To estimate the effective plastic moment capacity of the vaulted arches, Equation (2) was applied, based on the principle of virtual work. It should be noted that, unlike in homogeneous materials, this value is not a fixed property but depends on the thrust line and loading conditions; in this context it is used as a didactic measure to compare collapse mechanisms. The external work was obtained by estimating the weight of each individual block into which the arch was divided after collapse, together with the applied loads. The average specific weight of the arches was taken as 11.3 kN/m³. This value derives from the nominal density of the thin bricks (approximately 12 kN/m³), adjusted to account for their perforations, which remain unfilled during construction, and supplemented by the contribution of the gypsum joints. Although the gypsum paste has a higher density (approximately 16 kN/m³), its relative volume is small compared to that of the bricks, so the global density is necessarily lower than that of the solid brick material alone. The adopted value of 11.3 kN/m³ therefore represents a realistic gross density for the constructed arches. The weight of each gypsum sack was 0.17 kN, while that of the thermo-clay blocks was 0.09 kN.

In the Rhinoceros graphical interface, a small arbitrary rotation of one sexagesimal degree was imposed at a hinge assumed to remain fixed in position (i.e., without translational displacement). The positions of all blocks were then updated according to the kinematic compatibility of the assumed collapse mechanism. Each block was segmented into smaller parts, and the points of application of the resultant forces, both from self-weight and from the applied load, were determined for every segment as well as the corresponding displacements of these points. Figure 10a illustrates the segmentation of the pointed arch and the blocks that produced its collapse. Figure 10b displays the vertical displacements measured at each point of application of the loads of the catenary arch including the additional loads. The internal work was computed by measuring the rotation of each hinge, associated with the arbitrary rotation of one sexagesimal degree, in the Rhinoceros interface and multiplying it by the corresponding plastic moment capacity. Figure 10c shows the segmentation of the segmental arch; the areas measured for the estimation of self-weight loads and the rotations measured at each hinge.

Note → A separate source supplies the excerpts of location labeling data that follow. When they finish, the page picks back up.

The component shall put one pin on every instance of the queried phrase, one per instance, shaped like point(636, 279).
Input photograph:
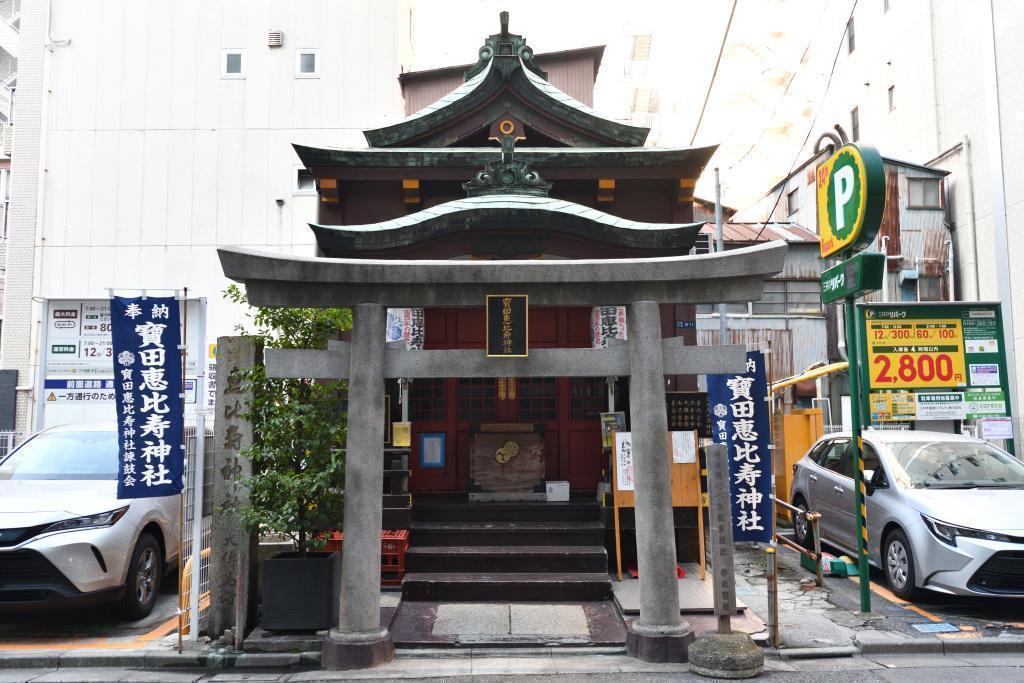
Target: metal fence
point(8, 440)
point(195, 579)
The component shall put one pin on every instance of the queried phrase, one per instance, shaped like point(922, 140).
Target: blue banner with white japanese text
point(146, 339)
point(739, 420)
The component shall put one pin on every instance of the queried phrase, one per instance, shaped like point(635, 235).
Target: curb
point(817, 652)
point(158, 660)
point(984, 645)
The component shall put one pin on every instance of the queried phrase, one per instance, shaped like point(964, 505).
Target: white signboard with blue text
point(76, 378)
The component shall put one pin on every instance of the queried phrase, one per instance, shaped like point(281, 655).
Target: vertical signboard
point(740, 422)
point(145, 346)
point(508, 326)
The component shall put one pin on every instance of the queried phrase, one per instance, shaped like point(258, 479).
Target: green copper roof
point(506, 67)
point(695, 158)
point(541, 215)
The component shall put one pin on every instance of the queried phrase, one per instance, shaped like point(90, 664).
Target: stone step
point(520, 512)
point(507, 558)
point(507, 534)
point(511, 587)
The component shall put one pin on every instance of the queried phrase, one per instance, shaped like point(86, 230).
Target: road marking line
point(103, 643)
point(893, 598)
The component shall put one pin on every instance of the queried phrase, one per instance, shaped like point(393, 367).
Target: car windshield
point(955, 465)
point(65, 455)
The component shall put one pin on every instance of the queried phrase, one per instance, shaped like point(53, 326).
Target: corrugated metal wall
point(796, 342)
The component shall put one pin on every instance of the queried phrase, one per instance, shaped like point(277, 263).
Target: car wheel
point(144, 573)
point(898, 565)
point(802, 527)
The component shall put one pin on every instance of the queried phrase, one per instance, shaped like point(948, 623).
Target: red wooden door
point(566, 409)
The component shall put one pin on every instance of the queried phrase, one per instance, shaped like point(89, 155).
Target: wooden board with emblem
point(506, 465)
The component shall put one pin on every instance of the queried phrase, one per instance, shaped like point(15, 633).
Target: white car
point(66, 538)
point(943, 510)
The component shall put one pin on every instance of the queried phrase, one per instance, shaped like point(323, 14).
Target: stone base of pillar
point(658, 647)
point(343, 651)
point(729, 655)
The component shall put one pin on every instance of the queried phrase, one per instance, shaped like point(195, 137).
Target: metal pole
point(772, 597)
point(722, 564)
point(181, 497)
point(723, 324)
point(1000, 230)
point(885, 268)
point(853, 353)
point(199, 459)
point(813, 518)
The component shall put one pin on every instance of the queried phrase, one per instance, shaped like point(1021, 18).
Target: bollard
point(814, 517)
point(772, 597)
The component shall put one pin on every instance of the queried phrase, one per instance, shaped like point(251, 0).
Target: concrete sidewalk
point(492, 665)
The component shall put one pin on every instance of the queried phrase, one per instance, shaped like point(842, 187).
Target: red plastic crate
point(393, 547)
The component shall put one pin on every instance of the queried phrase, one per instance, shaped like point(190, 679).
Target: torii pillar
point(360, 641)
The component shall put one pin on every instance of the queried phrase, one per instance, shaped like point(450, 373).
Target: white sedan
point(66, 538)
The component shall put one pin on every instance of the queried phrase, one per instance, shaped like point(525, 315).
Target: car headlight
point(947, 532)
point(89, 521)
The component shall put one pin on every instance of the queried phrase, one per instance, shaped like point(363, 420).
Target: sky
point(764, 97)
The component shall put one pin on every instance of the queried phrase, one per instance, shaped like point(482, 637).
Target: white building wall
point(933, 51)
point(153, 160)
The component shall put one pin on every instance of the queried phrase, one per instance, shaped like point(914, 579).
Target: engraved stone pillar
point(359, 641)
point(231, 543)
point(658, 634)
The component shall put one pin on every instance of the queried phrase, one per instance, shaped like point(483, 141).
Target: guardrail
point(812, 518)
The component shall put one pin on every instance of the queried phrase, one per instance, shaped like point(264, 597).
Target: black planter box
point(300, 593)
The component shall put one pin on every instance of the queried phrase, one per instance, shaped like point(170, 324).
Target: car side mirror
point(875, 479)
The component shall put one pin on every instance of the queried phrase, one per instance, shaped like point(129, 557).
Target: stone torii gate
point(369, 287)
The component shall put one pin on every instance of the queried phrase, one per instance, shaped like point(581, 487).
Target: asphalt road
point(989, 616)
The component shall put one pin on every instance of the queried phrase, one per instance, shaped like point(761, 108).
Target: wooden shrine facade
point(506, 166)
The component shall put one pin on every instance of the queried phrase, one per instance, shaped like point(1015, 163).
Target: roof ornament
point(507, 176)
point(508, 50)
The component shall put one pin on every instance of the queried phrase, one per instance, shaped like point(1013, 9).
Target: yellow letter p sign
point(851, 199)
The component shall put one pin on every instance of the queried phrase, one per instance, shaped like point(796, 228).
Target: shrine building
point(543, 256)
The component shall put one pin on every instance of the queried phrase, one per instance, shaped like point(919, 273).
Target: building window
point(232, 63)
point(426, 400)
point(924, 194)
point(641, 47)
point(588, 397)
point(304, 181)
point(929, 288)
point(306, 63)
point(788, 297)
point(477, 399)
point(730, 309)
point(538, 398)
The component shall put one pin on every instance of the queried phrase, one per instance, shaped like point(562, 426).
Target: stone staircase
point(506, 552)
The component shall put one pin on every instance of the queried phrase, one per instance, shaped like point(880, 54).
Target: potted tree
point(297, 483)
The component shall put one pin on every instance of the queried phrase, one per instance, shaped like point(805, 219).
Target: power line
point(714, 73)
point(839, 49)
point(771, 117)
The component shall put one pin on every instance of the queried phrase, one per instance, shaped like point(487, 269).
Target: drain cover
point(932, 627)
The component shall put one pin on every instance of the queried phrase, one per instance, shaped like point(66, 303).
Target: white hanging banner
point(406, 325)
point(606, 323)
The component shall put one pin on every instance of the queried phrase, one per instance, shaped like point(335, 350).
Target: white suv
point(66, 538)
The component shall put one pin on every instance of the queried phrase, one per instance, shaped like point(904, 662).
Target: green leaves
point(298, 466)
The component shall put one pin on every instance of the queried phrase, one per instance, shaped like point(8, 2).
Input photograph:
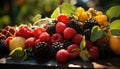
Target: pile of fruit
point(62, 39)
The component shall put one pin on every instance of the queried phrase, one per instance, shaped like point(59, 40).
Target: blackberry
point(30, 53)
point(105, 51)
point(51, 28)
point(42, 52)
point(87, 33)
point(66, 43)
point(89, 23)
point(76, 25)
point(56, 47)
point(4, 50)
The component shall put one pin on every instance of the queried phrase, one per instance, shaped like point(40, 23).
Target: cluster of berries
point(60, 39)
point(82, 15)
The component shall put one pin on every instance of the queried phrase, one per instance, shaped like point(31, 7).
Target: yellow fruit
point(17, 42)
point(91, 10)
point(79, 11)
point(114, 43)
point(99, 13)
point(84, 16)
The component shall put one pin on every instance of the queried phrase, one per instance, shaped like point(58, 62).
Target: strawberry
point(38, 31)
point(60, 27)
point(37, 41)
point(69, 33)
point(24, 31)
point(45, 37)
point(62, 56)
point(63, 18)
point(30, 42)
point(94, 52)
point(73, 51)
point(88, 44)
point(56, 38)
point(77, 39)
point(8, 39)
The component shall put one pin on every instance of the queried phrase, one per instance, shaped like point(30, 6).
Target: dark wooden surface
point(112, 63)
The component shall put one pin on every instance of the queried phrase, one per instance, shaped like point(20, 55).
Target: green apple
point(17, 42)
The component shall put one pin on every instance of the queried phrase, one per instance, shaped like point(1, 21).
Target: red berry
point(94, 52)
point(30, 42)
point(25, 31)
point(8, 39)
point(37, 41)
point(60, 27)
point(69, 33)
point(45, 37)
point(56, 38)
point(77, 39)
point(63, 18)
point(73, 51)
point(8, 30)
point(88, 44)
point(38, 31)
point(2, 36)
point(62, 56)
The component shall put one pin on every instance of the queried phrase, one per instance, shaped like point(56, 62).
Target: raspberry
point(88, 44)
point(60, 27)
point(7, 40)
point(30, 42)
point(77, 39)
point(45, 37)
point(62, 56)
point(8, 30)
point(63, 18)
point(69, 33)
point(56, 38)
point(94, 52)
point(24, 31)
point(73, 51)
point(38, 31)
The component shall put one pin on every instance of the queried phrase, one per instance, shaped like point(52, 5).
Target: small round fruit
point(63, 18)
point(69, 33)
point(17, 42)
point(62, 56)
point(83, 17)
point(114, 44)
point(60, 27)
point(79, 11)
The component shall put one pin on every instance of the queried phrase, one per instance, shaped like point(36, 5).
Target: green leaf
point(113, 12)
point(82, 44)
point(96, 33)
point(115, 27)
point(65, 8)
point(85, 55)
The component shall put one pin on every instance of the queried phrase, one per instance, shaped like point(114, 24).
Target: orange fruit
point(114, 44)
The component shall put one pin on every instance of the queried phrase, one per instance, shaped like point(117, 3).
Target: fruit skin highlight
point(114, 44)
point(17, 42)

Table 2. Measured variables and estimated parameters for the virtual work analysis of arch collapse.

Arch Type	Self-Weight (kN)	Additional Load (kN)	Estimated Mp (kN·m)
Segmental arch	0.295	0.340	0.01623
Catenary arch	0.327	0.510	0.01928
Pointed arch	0.331	0.271	0.00982

presents the values obtained from the collapse tests, which were used to determine the plastic moment capacity of each arch. The aim was not to compare the results across the different geometries, but rather to gain a broader understanding of their collapse mechanisms and the extent of their load-bearing capacity. From the estimated plastic moment capacities, two main conclusions can be drawn that are common to all three cases. First, the plastic moment capacity of the tested arches is remarkably low, particularly when compared with that of other structural materials such as steel or reinforced concrete. This observation reinforces one of Heyman’s fundamental assumptions for masonry analysis—namely, the negligible tensile strength of the material—which, although conservative from a safety perspective, appears to be a realistic representation of the actual behavior. Second, the gypsum paste prepared by the students was likely of non-professional quality. Nevertheless, the measured values can be regarded as a lower-bound estimate of the plastic moment capacity that might be expected in a traditional brick tile vault.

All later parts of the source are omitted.